Here's an example of an inadequately-written goal: I want to lose fat, gain strength, eat healthier, and compete in some comps. Whoa there, Nelly! This goal is written, but it lacks specificity, measurability, and a timeline. Nor is there any real significance attached to it. And, there are too many things to focus on here!

Here's an example of a well-written goal: I want to drop 5 pounds of body fat over the next 12 weeks. This goal is important to me because I have about 20 pounds of fat total to lose in order to enter a healthy weight range, and losing 5 pounds will motivate me to lose the rest. Many people in my family are obese and unhealthy and tend to expire at a young age. I want to live a long, healthy, and active life.

Another example: I want to gain 50 pounds in my deadlift over the next 12 weeks. I want to do this because my deadlift has always been my weakest lift, and I feel it holds me back from making gains in other lifts; and beating Coach Manny will feel awesome! (Well, some might feel that beating Coach Manny is personally significant, right? Haha!)

Ok, now that you you've considered how to properly write an outcome goal, let's look at how you're going to accomplish this goal.

Now, we must set your behavioral goals. These goals will follow guidelines 1-4 above, and they will list the specific action(s) that you will perform in order to achieve your outcome goal.

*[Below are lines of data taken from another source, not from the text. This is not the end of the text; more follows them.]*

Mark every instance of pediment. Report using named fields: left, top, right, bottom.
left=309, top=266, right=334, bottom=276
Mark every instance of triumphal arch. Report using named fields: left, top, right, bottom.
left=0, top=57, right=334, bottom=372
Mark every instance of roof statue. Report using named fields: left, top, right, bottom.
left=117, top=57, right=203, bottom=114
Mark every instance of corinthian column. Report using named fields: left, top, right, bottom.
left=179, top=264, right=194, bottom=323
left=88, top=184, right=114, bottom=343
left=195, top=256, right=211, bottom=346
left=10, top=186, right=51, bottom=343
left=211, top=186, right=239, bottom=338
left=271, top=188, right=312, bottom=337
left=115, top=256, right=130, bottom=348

Ok, so, poorly-written behavioral goal to go with a weight loss outcome goal of losing 5 pounds of fat in 12 weeks: I will eat cleaner.

Well-written behavioral goal: I will replace processed carbs with 2 servings of vegetables at dinner a minimum of five times per week for the next 12 weeks.

Another well-written behavioral goal: I will get to CCSC a minimum of three times per week for the next 12 weeks.

Both of these goals are written down, specific (say what you will do), measurable (you either did it or not), are realistic (you know these are actions you can commit to 80% of the time) and have timelines (x times per week for x number of weeks).

For your accountability, mark an X on your calendar every time you performed the behavioral goals you set.

Now, when your deadline rolls around, you may not have lost the full 5 pounds of fat or added that 50 pounds to your deadlift. Maybe you lost 3.5 pounds of fat. Maybe you added 25 pounds to your deadlift. You cannot really control the outcomes, but you can control your behaviors. The important thing is that you have probably developed some positive habits over the course of time. And, you are closer to accomplishing your goal than you were when you set out.

And THAT, my friends, IS an accomplishment!